The first experience with orchestral rehearsals. Working on your own score with other musicians for the first time. The very first television appearance. It was a huge mess. We all quickly agreed that all proceeds from the concert should go to a hospital for donations. Now we had to fill the hall so that our art and our good intentions could bear fruit. I think I can say that I have never had such a happy, funny and ambitious team of young, but also very experienced musicians by my side. The conductor, Do Kien Cuong, had completed his studies in the States and so we had quickly discussed our plans and taken the necessary steps. But the language was not a barrier that could not be overcome. I played my ideas on the piano and with a lot of humor, jokes and lots of fits of laughter we grew together as a small group. The rehearsals were an experience that I will never forget.

Then came the evening. Everyone was nicely dressed and sat down quietly and expectantly. The television crew let the cameras roam. If I hadn’t been told that the cameras were only for internal recording for college students, I would probably have exploded with excitement. At the point: Thanks for the little white lie! The program was structured as follows: 5 pieces for piano, then one piece for the orchestra and a break. Then another 5 pieces and, finally, another work for orchestra. You could see the excitement, but I went on stage. The lights went out and I play. 5 tracks later, it was a huge stone from my heart and to applause I went backstage. Accompanied by pats on the back and congratulations, we celebrated the small partial victory while the stage was being prepared for the orchestra. The musicians took their seats and the lights dimmed again. Now I was there myself at the world premiere of my own compositions. You can’t describe happiness … and I won’t try that here either.

Friendship & Music

Musik überwindet Grenzen; geografische als auch kulturelle. Noch meiner Reise war es schön wieder an meinen Klavier zu sitzen und meine Zeit mit Tee und neuen Melodien zu verbringen. Die Freude an über meine tolle Reise hielt lange an und so dachte ich mir, wäre es Klug diesen Elan nun für neue Projekte zu nutzen. Im Laufe meiner Entdeckungen durfte ich neue Freundschaften schließen. Zum einen lernte ich die großartige Pianistin Keiko Nishizu aus Japan, die zusammen mit anderen Freunden tolle Konzerte veranstaltet hat. Auch war Keiko Nishizu die erste Pianistin, die meine Stücke eingespielt und auf YouTube veröffentlicht hat. Auch einen großen Dank an die Pianistin Julia Haak aus Deutschland, die mich an einige meiner Stücke erinnert hat, welche ich schon fast vergessen hatte.
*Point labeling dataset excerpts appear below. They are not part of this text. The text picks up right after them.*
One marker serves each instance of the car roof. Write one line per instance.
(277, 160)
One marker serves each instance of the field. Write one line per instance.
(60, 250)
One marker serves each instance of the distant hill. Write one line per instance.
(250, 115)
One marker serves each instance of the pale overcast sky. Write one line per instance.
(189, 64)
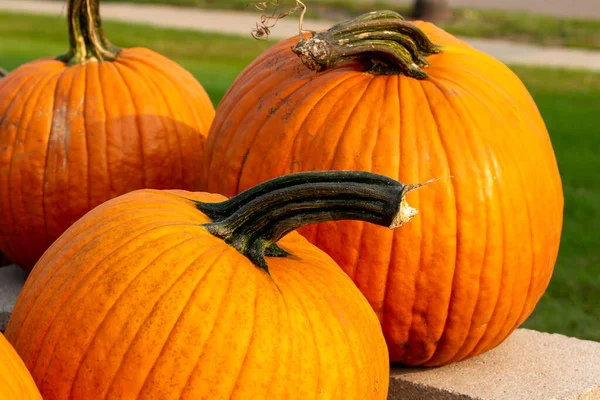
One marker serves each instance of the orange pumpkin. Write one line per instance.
(15, 381)
(85, 127)
(167, 295)
(389, 100)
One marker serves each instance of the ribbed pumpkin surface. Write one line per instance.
(15, 381)
(138, 301)
(72, 137)
(471, 267)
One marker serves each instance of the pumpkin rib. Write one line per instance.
(177, 129)
(47, 282)
(287, 363)
(259, 117)
(248, 346)
(21, 132)
(106, 71)
(460, 349)
(469, 136)
(146, 82)
(56, 163)
(263, 119)
(139, 129)
(417, 171)
(19, 85)
(77, 290)
(392, 261)
(85, 117)
(291, 292)
(208, 336)
(479, 96)
(149, 61)
(82, 294)
(337, 82)
(516, 316)
(503, 283)
(512, 287)
(159, 299)
(389, 85)
(344, 132)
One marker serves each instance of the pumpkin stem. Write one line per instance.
(382, 41)
(86, 35)
(254, 220)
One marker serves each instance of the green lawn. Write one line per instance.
(568, 102)
(512, 25)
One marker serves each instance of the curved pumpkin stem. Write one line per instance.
(382, 40)
(254, 220)
(86, 35)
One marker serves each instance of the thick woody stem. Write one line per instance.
(86, 35)
(381, 40)
(257, 218)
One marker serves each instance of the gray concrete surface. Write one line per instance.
(241, 23)
(12, 279)
(529, 365)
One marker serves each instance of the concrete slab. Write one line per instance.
(529, 365)
(12, 279)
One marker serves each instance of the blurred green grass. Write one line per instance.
(496, 24)
(568, 101)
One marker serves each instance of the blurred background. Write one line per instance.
(552, 45)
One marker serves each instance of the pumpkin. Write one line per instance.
(15, 381)
(168, 295)
(88, 126)
(411, 102)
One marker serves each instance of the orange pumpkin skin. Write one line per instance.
(137, 300)
(15, 381)
(72, 137)
(460, 280)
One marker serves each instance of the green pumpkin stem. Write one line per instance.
(254, 220)
(86, 36)
(382, 41)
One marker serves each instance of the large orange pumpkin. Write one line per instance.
(143, 297)
(15, 381)
(390, 101)
(95, 123)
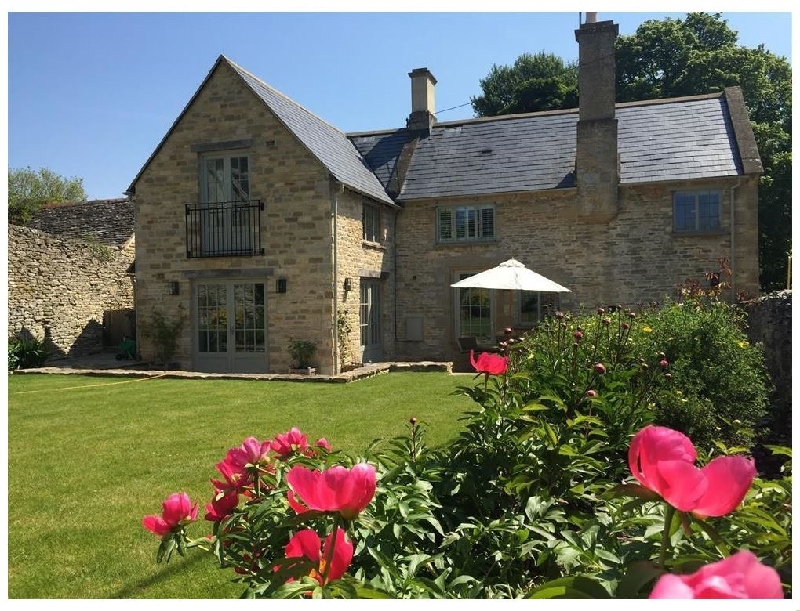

Ein tolle Freundschaft und tollen Konzerterinnerungen gilt der Pianistin Ioana Maria Lupascu aus Rumänien, welche mich nicht nur auf der Bühne unterstützt hat, sondern meine Stücke auf anderen Konzerten – auch einige meiner Stücke für Klavier und Orchester – interpretiert. Auch ein großer Dank an den brillianten Cellisten Mirel Iancovici und seiner wunderschönen Interpretation meiner Komposition Photographs.

Eine der kreativsten Freundschaften verbinde ich jedoch mit der Flötisten Lynsey Blair aus England. Nach einer Interpretation eines meiner Stücke und anderen Arrangements gründeten wir unser Duet Flutiano und haben viele Stücke und Soundtracks zusammen aufgenommen. Von Pop Songs bis Schubert und Chopin und einigen Konzerten in England und Deutschland haben wir auf YouTube eine tolle Playlist zusammen gestellt.

Ich hoffe auf weitere Projekte und Freundschaften und bin gespannt, welche Melodien mir als nächstes Einfallen… und wo diese mich als nächstens hinführen.